The S&P 500 Is Expected to Rally 12% This Year

“Nonetheless, as concentration has risen, so has the idiosyncratic risk embedded in the S&P 500 and investor dependence on the continued strength of the largest US companies,” Snider adds.

Are US stocks in a bubble?

“The US equity market’s current combination of elevated valuations, extreme concentration, and strong recent returns rhymes with a handful of overextended equity markets during the last century,” according to Goldman Sachs Research. But even though some of the most notable financial market booms over the past 100 years were followed by steep declines in equities, some features of those episodes are missing today.

For example, speculative trading activity rose sharply in 2025 but remains well below the highs of 2000 or 2021. Broad-based equity flows have recently been subdued.

In contrast with the booms of 2000 and 2021, IPO activity in 2025 was modest, although Goldman Sachs Research expects volumes to increase in 2026. Leverage on corporate balance sheets is rising but remains low relative to history.

What are the biggest risks to the US stock market in 2026?

The biggest risks to an equity market rally are weaker than expected economic growth or a hawkish shift by the Fed. “Neither appears likely in the near future,” Snider notes.

Goldman Sachs Research forecasts US GDP to grow 2.7% this year, and our economists expect the Fed to make two rate cuts of 25 basis points each (as of January 6).

Historically, the S&P 500 P/E multiple has risen by an average of 5%-10% during 12-month periods of stable or accelerating US economic growth; has risen by a similar 5%-10% magnitude during periods of non-recessionary rate cuts; and has increased by roughly 10%-15% when both conditions occurred simultaneously, according to Goldman Sachs Research.

What does AI spending mean for US stocks?

Also among the key risks to stock market returns are the trajectory of AI capex, returns on that investment spending, and the impact of AI adoption. The largest public hyperscale tech companies had roughly $400 billion of capital expenditures in 2025, nearly 70% more than 2024.
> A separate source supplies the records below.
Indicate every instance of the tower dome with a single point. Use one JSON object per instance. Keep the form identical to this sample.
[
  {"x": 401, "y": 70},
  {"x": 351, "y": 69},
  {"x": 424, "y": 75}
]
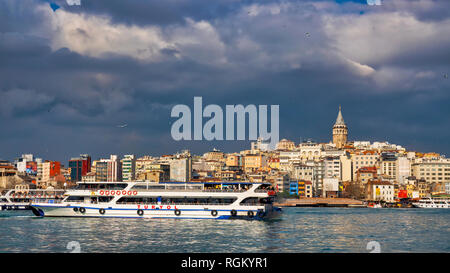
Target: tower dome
[{"x": 340, "y": 131}]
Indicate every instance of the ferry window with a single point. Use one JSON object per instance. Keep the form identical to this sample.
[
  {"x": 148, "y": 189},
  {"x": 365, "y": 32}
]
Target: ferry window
[
  {"x": 105, "y": 199},
  {"x": 143, "y": 200},
  {"x": 75, "y": 198},
  {"x": 139, "y": 187},
  {"x": 249, "y": 200}
]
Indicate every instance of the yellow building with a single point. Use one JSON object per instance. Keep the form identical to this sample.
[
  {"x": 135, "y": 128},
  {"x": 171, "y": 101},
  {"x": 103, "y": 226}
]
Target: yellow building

Goldman Sachs Research expects AI investment to continue to increase this year. But as capex is on track to reach 75% of cash flows—similar to tech company expenditures in the late 1990s—spending growth going forward will increasingly rely on debt funding.

“History shows a mixed track record regarding the eventual success of first movers in periods of major technological innovation,” Snider writes. “While odds are good that some of today’s largest companies achieve that success, the magnitudes of current spending and market caps alongside increasing competition within the group suggest a diminishing probability that all of today’s market leaders generate enough long-term profits to sufficiently reward today’s investors.”